Meskipun tergolong ekstrem, Timmermans memastikan bahwa peraturan ini tidak akan menyulitkan masyarakat. Ia memastikan bahwa sebelum proses pelarangan hanya diberlakukan jika sudah tersedia produk pengganti yang lebih ramah lingkungan, dengan harga terjangkau.
Masyarakat pun bisa tetap melaksanakan kegiatan harian seperti sedia kala, tanpa adanya gangguan yang berarti.
“Anda tidak akan melihat cotton bud plastik sekali pakai di rak supermarket, namun (Tetap bisa menemukan) cotton bud dari material yang lebih ramah lingkungan,” ujar Timmermans. “Anda masih bisa melakukan piknik, meminum koktail (Dengan sedotan) dan membersihkan telinga seperti sebelumnya.”
Dilansir dari CNN.com, gabungan perusahaan yang tergabung di Plastics Europe berargumen bahwa meskipun proposal ini didukung oleh ‘objektivitas tinggi’, mereka berpikir bahwa pelarangan ini ‘bukanlah solusi’ dan ‘produk alternatif bisa jadi tidak sebersih yang dikira’.
Tentu saja, hasil akhir dari proposal ini hanya bisa dilihat setelah dibahas dan disetujui oleh negara-negara anggota Uni Eropa.
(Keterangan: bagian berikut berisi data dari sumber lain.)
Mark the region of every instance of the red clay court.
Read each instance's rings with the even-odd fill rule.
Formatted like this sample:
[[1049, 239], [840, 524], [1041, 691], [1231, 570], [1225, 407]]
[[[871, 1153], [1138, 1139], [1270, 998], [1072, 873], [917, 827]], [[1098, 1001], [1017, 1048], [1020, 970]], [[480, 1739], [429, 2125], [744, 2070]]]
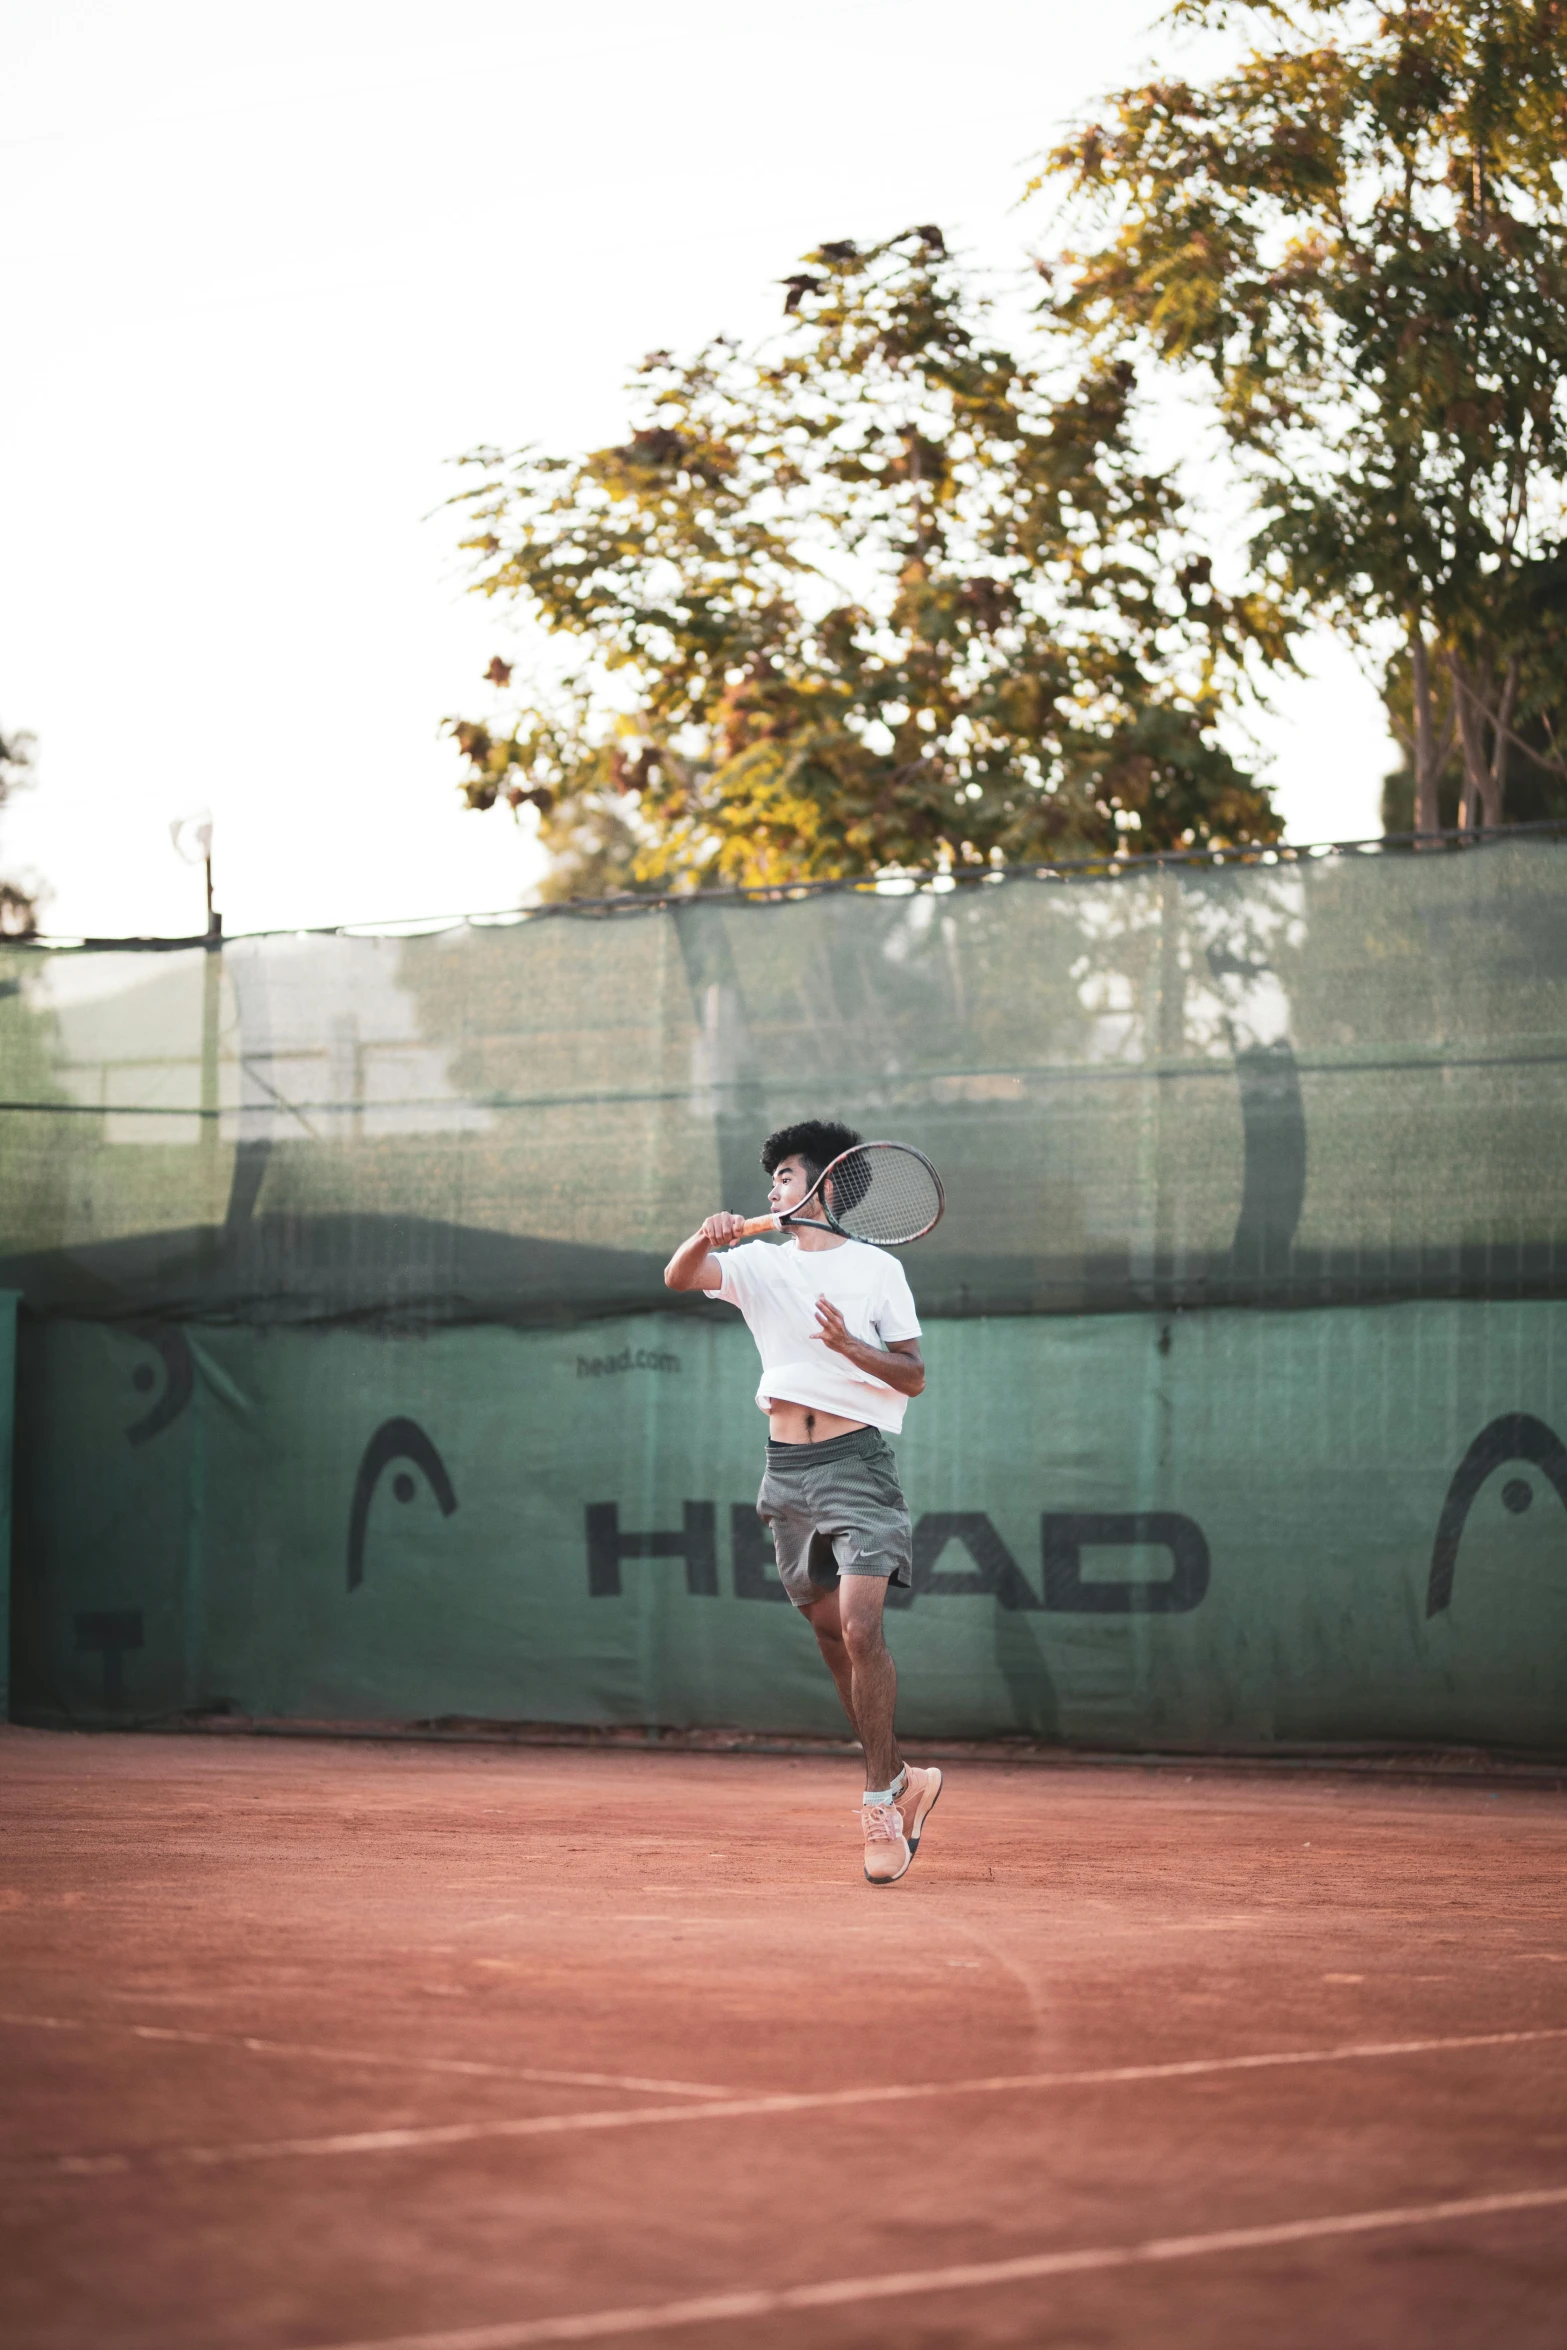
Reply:
[[[1559, 2350], [1548, 1781], [0, 1733], [10, 2350]], [[856, 2000], [852, 1986], [864, 1987]]]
Namun, keberadaan proposal ini tetap memberi harapan bagi masa depan perlindungan lingkungan di seluruh dunia. Khususnya untuk mengurangi sampah plastik yang sulit untuk didaur ulang.
Harapannya, proposal ini dapat memberi contoh bagi negara lain untuk mengikuti jejak komitmen Uni Eropa untuk memastikan dunia yang bebas polusi di masa depan. Lalu bagaimana dengan Indonesia?